In 2003 Swedish Foreign Minister Anna Lindh was assassinated; in 2005 the Anna Lindh Foundation was set up in her memory, bringing the nations of Europe together with those around the southern shore of the Mediterranean (Morocco, Algeria, Tunisia, Egypt, Israel, Palestine (!), Jordan, Syria, and Turkey) to foster intercultural projects and to strengthen civil society - and democracy - in the region. The Galilee Circus (Jewish-Arab youth circus) received funding from the foundation for an exchange with a youth circus in Holland, so I was invited to the Anna Lindh triennial conference in Marseille, with over a thousand other representatives of NGO's and governmental agencies from over 40 countries. It was exciting and a little surreal to leave the Israeli bubble for a few days. Here are a few experiences, and takeaways:
- Pleasant encounters with people from Jordan, Lebanon, Turkey, Morocco, and Tunisia, including conversations on possible joint projects.
- The angry presence of the Palestinians, who would/could not relinquish their identity as victims. They have adopted a policy of boycotting cultural projects involving Israel, so as not to acquiesce in the symbolic normalization of the status quo. I understand their thinking; maybe it will help them in the long run. Maybe it won't.
- The loudest applause in the opening plenary session was in response to the statement by Andre Azoulai, president of the foundation, a Moroccan Jew and advisor to the king of Morocco, that all of our efforts at cooperation would be incomplete until two states were established for two peoples in Israel/Palestine.
- A very warm response to my presentation of the Arab-Jewish youth circus; it was singled out in the closing plenary as a model project of intercultural education.
- Sometimes I think about how many of the social and economic conflicts and difficulties besetting the United States can be seen as "payback" for the sin of slavery, decades later. And so it is with Europe, as the Africans and Asians the European nations colonized so cruelly for so many years are now immigrating to their cities, posing difficult challenges to their economies, their social fabric, and even their national identities.
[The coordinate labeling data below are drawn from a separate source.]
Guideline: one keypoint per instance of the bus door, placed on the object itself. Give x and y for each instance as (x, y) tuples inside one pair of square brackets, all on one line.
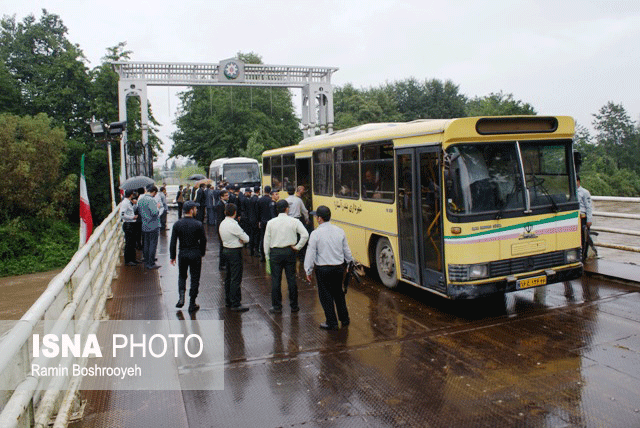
[(420, 216), (303, 178)]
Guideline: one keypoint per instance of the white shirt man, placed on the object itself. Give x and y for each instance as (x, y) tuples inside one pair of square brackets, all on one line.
[(296, 206)]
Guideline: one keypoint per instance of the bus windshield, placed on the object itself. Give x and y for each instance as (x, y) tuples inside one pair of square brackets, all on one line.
[(239, 173), (488, 178)]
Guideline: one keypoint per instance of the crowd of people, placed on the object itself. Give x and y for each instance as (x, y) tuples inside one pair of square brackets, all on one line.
[(277, 231)]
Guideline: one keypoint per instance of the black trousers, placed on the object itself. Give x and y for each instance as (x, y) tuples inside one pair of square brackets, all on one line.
[(254, 239), (221, 263), (130, 237), (138, 235), (283, 259), (233, 263), (163, 220), (261, 230), (329, 279), (190, 261)]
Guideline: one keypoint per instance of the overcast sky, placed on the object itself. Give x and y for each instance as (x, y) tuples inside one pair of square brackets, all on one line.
[(565, 57)]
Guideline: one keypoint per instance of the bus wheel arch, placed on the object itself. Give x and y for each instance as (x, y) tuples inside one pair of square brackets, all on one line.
[(384, 261)]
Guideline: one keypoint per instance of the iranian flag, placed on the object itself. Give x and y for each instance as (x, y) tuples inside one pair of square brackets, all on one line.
[(86, 223)]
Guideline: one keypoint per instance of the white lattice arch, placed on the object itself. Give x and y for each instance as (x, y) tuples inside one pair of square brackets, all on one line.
[(315, 82)]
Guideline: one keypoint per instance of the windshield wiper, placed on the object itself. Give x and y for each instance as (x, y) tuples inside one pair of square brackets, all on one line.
[(544, 191)]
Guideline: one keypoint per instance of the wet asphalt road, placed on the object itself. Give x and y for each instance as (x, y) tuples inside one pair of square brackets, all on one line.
[(564, 355)]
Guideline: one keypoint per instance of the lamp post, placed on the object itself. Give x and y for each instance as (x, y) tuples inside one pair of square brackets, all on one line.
[(110, 131)]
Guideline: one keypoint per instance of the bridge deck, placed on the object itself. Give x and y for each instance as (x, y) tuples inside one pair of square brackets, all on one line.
[(407, 359)]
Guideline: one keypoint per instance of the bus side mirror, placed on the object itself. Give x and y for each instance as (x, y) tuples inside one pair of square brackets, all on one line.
[(577, 160)]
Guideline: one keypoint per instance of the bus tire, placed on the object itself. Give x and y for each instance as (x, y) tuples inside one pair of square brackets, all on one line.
[(386, 263)]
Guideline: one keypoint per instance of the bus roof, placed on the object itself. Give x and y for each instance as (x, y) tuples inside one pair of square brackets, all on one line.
[(496, 127)]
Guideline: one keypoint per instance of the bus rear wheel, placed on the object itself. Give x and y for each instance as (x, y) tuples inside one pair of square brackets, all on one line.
[(386, 263)]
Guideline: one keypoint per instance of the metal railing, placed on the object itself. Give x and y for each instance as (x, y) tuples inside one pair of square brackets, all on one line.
[(616, 230), (72, 303)]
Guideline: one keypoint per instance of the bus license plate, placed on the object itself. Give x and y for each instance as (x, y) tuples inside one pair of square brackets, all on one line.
[(531, 282)]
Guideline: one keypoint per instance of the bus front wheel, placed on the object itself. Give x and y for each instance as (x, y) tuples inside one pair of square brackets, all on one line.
[(386, 263)]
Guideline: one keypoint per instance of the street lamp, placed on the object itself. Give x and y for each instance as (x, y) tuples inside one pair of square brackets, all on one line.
[(110, 132)]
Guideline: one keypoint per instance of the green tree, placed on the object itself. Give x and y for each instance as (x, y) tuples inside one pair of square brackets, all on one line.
[(498, 104), (431, 99), (354, 107), (10, 97), (618, 135), (216, 122), (31, 155), (48, 69)]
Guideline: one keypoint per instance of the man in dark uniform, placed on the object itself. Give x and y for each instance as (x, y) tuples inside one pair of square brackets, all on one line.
[(284, 236), (245, 211), (220, 206), (128, 216), (233, 239), (210, 202), (201, 201), (138, 229), (253, 222), (264, 215), (193, 244)]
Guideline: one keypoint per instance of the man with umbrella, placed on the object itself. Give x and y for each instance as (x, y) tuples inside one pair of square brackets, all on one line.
[(128, 216), (200, 199), (327, 251)]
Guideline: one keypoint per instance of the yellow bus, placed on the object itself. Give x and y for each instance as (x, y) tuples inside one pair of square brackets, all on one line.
[(461, 207)]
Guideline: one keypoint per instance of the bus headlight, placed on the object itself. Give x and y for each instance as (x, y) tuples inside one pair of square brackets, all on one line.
[(572, 256), (478, 271), (468, 272)]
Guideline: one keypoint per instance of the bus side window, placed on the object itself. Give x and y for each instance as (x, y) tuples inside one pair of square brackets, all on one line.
[(377, 172), (276, 172), (323, 172), (288, 171), (346, 172)]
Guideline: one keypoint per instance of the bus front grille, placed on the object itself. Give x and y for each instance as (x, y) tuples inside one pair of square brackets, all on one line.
[(526, 264)]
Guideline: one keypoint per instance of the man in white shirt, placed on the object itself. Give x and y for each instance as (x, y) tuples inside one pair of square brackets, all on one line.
[(296, 206), (327, 251), (280, 246), (128, 216), (233, 239), (586, 215)]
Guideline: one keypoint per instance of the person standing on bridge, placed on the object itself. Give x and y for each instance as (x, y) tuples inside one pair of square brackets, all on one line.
[(128, 216), (281, 243), (193, 245), (327, 251), (150, 214), (180, 201), (586, 214), (233, 239)]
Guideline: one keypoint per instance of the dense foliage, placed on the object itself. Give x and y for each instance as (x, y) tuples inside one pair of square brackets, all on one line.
[(215, 122), (48, 95)]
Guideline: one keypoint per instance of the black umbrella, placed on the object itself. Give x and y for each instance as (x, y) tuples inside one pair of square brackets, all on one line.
[(134, 183), (196, 177)]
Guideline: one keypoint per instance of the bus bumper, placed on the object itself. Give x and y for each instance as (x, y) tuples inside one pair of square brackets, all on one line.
[(472, 291)]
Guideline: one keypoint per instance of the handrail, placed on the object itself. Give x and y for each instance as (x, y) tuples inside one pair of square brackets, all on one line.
[(616, 215), (90, 270)]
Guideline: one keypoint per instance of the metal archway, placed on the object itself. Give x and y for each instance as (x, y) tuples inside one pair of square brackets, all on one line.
[(134, 77)]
These challenges were major elements of the agenda at the conference, and at the sessions I attended on culture (representing the circus), I learned about project after project seeking to use the arts and sports to build cultural bridges between native European societies and non-European immigrants. The parallels to our situation here in Israel are only partial - but they definitely exist. An important difference is that in Europe, the issue of integration is a focus of government concern and political discourse - and significant public resources are invested in it (for example, impressive youth circuses funded largely by local government as a tool for creating a shared culture). Here in Israel, because of our ethnic-religious self-definition, there is no popular consensus that integration is even a good idea - so there is certainly no significant public investment in it.
We take for granted here that we are a vulnerable outpost in a hostile environment, seen (and seeing ourselves) as outsiders in constant danger of being driven into the sea. Our culture of reference is Western Europe or the Western Hemisphere - even though 20% of Israelis are Arabs, and the majority of our Jewish population is descended from immigrants from the Middle East, and even though we have peace treaties with both Jordan and Egypt. My Marseille experience led me to wonder if perhaps we should work harder at strengthening our roots in the Mediterranean neighborhood where we actually live.